Light filtering (keep tiles with ≥5% features)

export_landcover_tiles( "input.tif", "output", "mask.shp", skip_empty_tiles=True, min_feature_ratio=0.05 )

Moderate filtering (keep tiles with ≥15% features)

export_landcover_tiles( "input.tif", "output", "mask.shp", skip_empty_tiles=True, min_feature_ratio=0.15 )

Note

This function is designed for discrete landcover classification where class 0 typically represents background/no data.

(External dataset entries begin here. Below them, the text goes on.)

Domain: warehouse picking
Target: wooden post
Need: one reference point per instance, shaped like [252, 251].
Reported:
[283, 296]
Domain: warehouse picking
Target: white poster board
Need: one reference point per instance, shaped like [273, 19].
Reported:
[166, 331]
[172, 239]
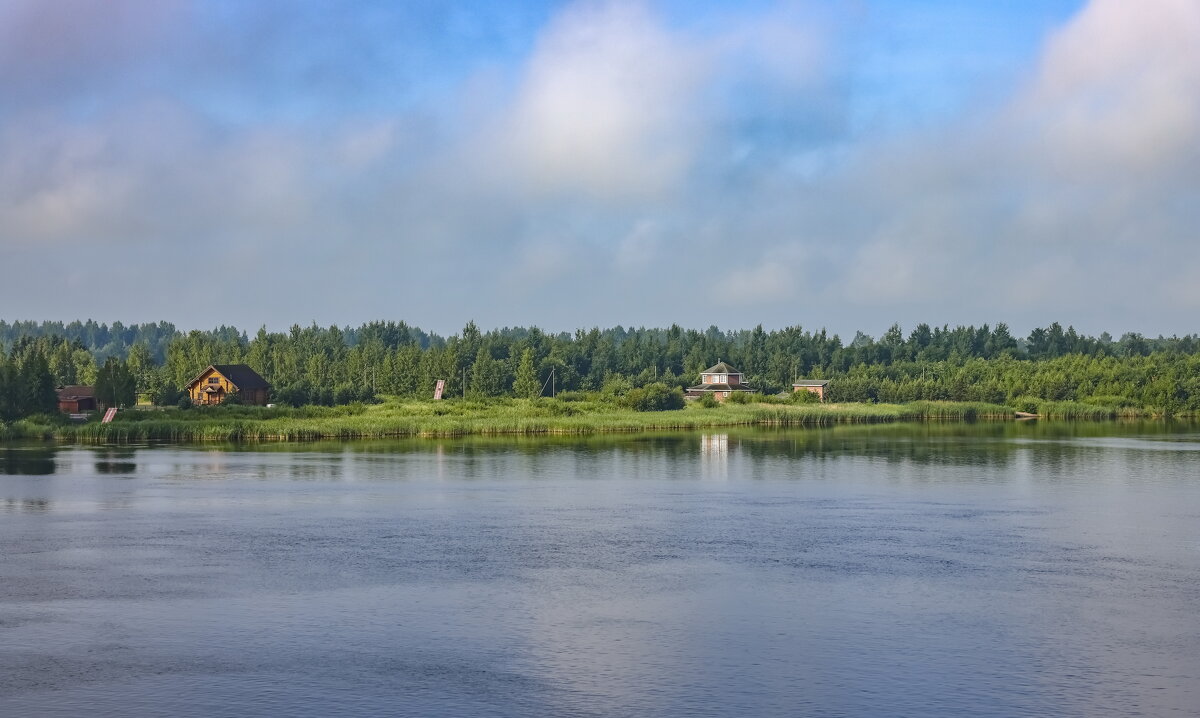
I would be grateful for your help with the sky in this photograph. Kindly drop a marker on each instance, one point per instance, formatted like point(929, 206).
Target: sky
point(841, 165)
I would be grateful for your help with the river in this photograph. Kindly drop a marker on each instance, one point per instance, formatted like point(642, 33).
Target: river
point(933, 569)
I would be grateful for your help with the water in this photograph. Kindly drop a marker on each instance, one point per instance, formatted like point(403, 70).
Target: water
point(993, 569)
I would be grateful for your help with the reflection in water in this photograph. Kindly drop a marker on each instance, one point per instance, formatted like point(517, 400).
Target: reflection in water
point(27, 460)
point(911, 569)
point(27, 506)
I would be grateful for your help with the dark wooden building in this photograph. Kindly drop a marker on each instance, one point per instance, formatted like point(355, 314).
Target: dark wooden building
point(77, 400)
point(720, 381)
point(220, 381)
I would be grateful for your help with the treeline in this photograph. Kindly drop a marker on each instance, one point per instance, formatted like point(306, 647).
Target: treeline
point(340, 365)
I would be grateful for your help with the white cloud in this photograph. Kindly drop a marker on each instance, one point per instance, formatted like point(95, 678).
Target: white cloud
point(605, 106)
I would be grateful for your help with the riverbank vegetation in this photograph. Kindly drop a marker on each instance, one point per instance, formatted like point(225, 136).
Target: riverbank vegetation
point(394, 417)
point(1051, 372)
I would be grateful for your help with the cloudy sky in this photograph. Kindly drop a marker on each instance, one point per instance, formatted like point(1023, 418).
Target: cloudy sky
point(841, 165)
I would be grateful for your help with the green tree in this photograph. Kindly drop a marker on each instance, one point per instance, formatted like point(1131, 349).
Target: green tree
point(526, 383)
point(115, 384)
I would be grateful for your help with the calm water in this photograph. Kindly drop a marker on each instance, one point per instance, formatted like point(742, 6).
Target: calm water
point(899, 570)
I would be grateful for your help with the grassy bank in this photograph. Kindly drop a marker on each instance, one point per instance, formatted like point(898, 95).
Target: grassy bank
point(399, 418)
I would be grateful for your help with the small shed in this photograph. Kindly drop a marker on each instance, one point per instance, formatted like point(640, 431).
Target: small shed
point(77, 399)
point(811, 386)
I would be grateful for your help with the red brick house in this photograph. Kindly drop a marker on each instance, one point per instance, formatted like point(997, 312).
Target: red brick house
point(811, 386)
point(720, 381)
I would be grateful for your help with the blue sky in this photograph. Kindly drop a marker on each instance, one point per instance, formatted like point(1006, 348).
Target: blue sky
point(565, 165)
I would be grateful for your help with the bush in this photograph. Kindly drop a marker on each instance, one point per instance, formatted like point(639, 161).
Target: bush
point(617, 386)
point(1027, 405)
point(654, 398)
point(804, 398)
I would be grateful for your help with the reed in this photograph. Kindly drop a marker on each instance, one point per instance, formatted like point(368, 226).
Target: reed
point(505, 417)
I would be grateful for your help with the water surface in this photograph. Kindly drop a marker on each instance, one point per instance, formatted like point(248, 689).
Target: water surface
point(990, 569)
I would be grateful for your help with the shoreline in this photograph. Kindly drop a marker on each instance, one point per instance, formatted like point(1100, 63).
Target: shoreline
point(507, 418)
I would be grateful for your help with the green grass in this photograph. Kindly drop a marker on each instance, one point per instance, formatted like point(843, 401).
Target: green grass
point(503, 417)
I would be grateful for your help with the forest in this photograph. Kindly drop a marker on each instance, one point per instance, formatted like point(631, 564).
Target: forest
point(316, 365)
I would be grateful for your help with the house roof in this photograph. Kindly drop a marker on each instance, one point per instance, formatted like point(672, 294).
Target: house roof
point(241, 376)
point(720, 368)
point(720, 388)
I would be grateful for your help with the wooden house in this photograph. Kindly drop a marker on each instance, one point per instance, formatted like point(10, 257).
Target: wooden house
point(811, 386)
point(720, 381)
point(220, 381)
point(76, 399)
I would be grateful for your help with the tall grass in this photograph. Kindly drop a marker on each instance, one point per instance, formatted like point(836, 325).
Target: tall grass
point(511, 417)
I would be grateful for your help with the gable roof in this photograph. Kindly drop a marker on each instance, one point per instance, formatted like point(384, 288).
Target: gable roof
point(76, 392)
point(239, 375)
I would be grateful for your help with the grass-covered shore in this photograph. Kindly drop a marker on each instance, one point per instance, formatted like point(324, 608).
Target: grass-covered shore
point(513, 417)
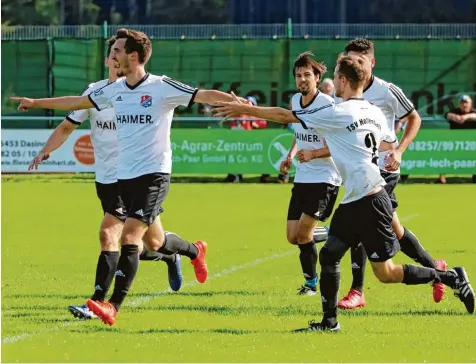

The min_feature_ratio parameter counts non-zero pixels as "features".

Source code in geoai/landcover_utils.py

def export_landcover_tiles(
    in_raster: str,
    out_folder: str,
    in_class_data: Optional[Union[str, gpd.GeoDataFrame]] = None,
    tile_size: int = 256,
    stride: int = 128,
    class_value_field: str = "class",
    buffer_radius: float = 0,
    max_tiles: Optional[int] = None,
    quiet: bool = False,
    all_touched: bool = True,
    create_overview: bool = False,
    skip_empty_tiles: bool = False,
    min_feature_ratio: Union[bool, float] = False,
    metadata_format: str = "PASCAL_VOC",
) -> Dict[str, Any]:
    """
    Export GeoTIFF tiles optimized for landcover classification training.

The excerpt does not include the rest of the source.